U.S. ambassador explains $5 million assassination reward, says drug violence is ‘transnational’
U.S. ambassador to Ecuador Michael Fitzpatrick explained on Friday the decision to offer a $5 million reward to find the masterminds of the assassination of presidential candidate Fernando Villavicencio. “We have been very successful in our rewards program to bring criminals to justice,” Fitzpatrick said in Quito. “In recent years, we have seen more than 100 cases solved worldwide as a result of the program.”
He added that because the international illegal drug trade is “all about money,” those involved in it are often willing to come forward. “Since we announced the award, we are already receiving phone calls, emails and social media messages with information,” he said.

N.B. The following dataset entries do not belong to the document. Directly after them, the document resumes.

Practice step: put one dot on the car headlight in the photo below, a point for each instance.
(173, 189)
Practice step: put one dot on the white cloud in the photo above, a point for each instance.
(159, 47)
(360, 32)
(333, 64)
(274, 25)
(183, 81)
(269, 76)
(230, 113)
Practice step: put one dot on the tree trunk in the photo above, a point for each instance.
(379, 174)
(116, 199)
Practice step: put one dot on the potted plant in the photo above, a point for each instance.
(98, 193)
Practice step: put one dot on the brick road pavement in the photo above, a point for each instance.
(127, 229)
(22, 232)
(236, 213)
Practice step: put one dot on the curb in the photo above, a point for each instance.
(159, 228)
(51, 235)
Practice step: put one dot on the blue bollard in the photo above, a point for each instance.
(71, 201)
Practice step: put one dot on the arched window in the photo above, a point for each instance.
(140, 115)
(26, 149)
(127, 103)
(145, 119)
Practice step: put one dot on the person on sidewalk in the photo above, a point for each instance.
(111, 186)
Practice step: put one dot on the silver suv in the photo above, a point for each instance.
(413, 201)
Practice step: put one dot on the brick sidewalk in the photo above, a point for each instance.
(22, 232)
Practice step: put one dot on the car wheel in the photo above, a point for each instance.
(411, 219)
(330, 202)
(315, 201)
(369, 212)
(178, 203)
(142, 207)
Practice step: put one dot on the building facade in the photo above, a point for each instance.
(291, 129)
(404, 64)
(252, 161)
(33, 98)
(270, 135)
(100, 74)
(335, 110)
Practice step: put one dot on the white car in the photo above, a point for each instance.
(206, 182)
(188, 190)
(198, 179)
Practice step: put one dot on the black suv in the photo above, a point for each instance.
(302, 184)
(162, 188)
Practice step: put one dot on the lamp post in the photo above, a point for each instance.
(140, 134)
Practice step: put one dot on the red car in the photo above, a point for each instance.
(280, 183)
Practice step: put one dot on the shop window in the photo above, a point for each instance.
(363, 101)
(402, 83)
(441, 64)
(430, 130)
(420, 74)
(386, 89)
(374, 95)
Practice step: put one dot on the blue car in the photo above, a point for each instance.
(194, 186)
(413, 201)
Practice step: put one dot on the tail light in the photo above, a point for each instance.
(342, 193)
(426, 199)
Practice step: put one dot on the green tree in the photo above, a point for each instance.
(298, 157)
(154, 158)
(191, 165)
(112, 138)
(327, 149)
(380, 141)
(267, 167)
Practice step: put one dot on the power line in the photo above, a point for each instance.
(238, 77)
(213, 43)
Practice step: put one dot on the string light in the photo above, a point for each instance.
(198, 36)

Fitzpatrick said the attack on Villavicencio was an “offense against democracy and the rule of law,” and the U.S. is actively collaborating in efforts to find the intellectual authors of the crime. “When there is an attack against a presidential candidate in the middle of an election campaign, it goes against everything we support and are trying to create in the Americas,” he said.
In an interview with television channel Ecuavisa, Fitzpatrick said the U.S. is also alarmed by other murders and attacks on political figures in Ecuador. “Besides Villavicencio, we have also witnessed the assassination of Manta Mayor Agustín Intriago and others in Duran, Puerto Lopez and Esmeraldas in recent months.”
Fitzpatrick said much of the violence is not “homegrown” but transnational. “Villavicencio’s murder was by a Colombian hitman and Intriago’s was by a Venezuelan,” he said. “Our intention is to attack those high up in the crime and drug organizations who hire the hitmen to do the killings no matter where they live. In most cases, there are several intermediaries between the people who order the murders and those who commit them. We want to locate those at the top.”
Villavicencio’s family issued a statement Friday thanking the U.S. for offering the award, saying they believed it would “increase the pace” of the investigation.